MKU innovator Fight Hunger, Food Waste Amid COVID-19
Before the coronavirus outbreak, food insecurity was already a severe problem. More than 820 million people – one in every nine – do not have enough to eat. Of these, 113 million are coping with hunger so severe that it poses an immediate threat to life and livelihoods.
With COVID-19 fiercely creeping into our communities, there are also serious concerns that further spread could further strain our agricultural sector which is already suffering from the desert locust invasion in parts of the country.
Border closures, quarantines, market supply chain and trade disruptions could restrict people’s access to sufficient/diverse nutritious sources of food.
This calls for need for households to be taught on new ways to preserve foods that can sustain a family for weeks if the current pandemic worsens.
In the wake of these crisis, a technologist at Mount Kenya university, Mr. Peter Mithamo has devoted most of this period to making sense of Kenya’s agricultural follies by designing and constructing solar domestic food dryers.
His invention, a low-tech thermal dehydrator, can be used to process fruits like mango, banana and pineapple, as well as vegetables, to stop them spoiling.
The systems work on the principle of the greenhouse effect. Air is heated to a constant temperature with solar energy, which facilitates extraction of humidity from crops inside a drying chamber. Ventilation is enabled at a constant rate through defined air inlets and outlets.
Mr. Mithamo technique reduces wastage and makes transportation easy while promoting health and welfare of the people especially during this time when food systems are strained and our body immunity is under test.
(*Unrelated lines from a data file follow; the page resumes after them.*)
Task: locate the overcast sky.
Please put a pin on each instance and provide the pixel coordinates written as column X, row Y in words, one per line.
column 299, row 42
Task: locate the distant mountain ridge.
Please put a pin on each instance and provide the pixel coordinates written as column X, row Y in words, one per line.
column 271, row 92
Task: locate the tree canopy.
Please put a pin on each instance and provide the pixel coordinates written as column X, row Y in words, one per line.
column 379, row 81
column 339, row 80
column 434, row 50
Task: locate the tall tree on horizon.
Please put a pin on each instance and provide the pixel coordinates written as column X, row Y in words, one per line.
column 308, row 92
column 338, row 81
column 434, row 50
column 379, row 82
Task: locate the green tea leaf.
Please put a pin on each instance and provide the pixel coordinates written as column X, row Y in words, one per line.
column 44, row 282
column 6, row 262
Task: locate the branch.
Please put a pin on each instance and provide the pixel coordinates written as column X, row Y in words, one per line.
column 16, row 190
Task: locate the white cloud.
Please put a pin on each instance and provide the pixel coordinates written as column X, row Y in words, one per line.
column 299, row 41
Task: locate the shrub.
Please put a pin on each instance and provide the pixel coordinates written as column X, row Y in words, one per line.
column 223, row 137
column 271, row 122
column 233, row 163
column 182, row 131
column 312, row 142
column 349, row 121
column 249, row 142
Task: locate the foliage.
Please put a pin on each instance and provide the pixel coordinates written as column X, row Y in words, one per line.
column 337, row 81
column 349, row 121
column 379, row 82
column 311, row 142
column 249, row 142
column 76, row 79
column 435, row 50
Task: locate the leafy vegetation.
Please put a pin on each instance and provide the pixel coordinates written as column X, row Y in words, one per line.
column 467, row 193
“this comes at a time when many people are panic-buying groceries at supermarkets, which inevitably means that excess food goes to waste when it can’t be consumed by the use by date, we are working to upscale this innovation to household level as coronavirus shifts life from commercial to residential” notes Donatus Njoroge, the head of innovation, Intellectual property and community Engagement at Mount Kenya University.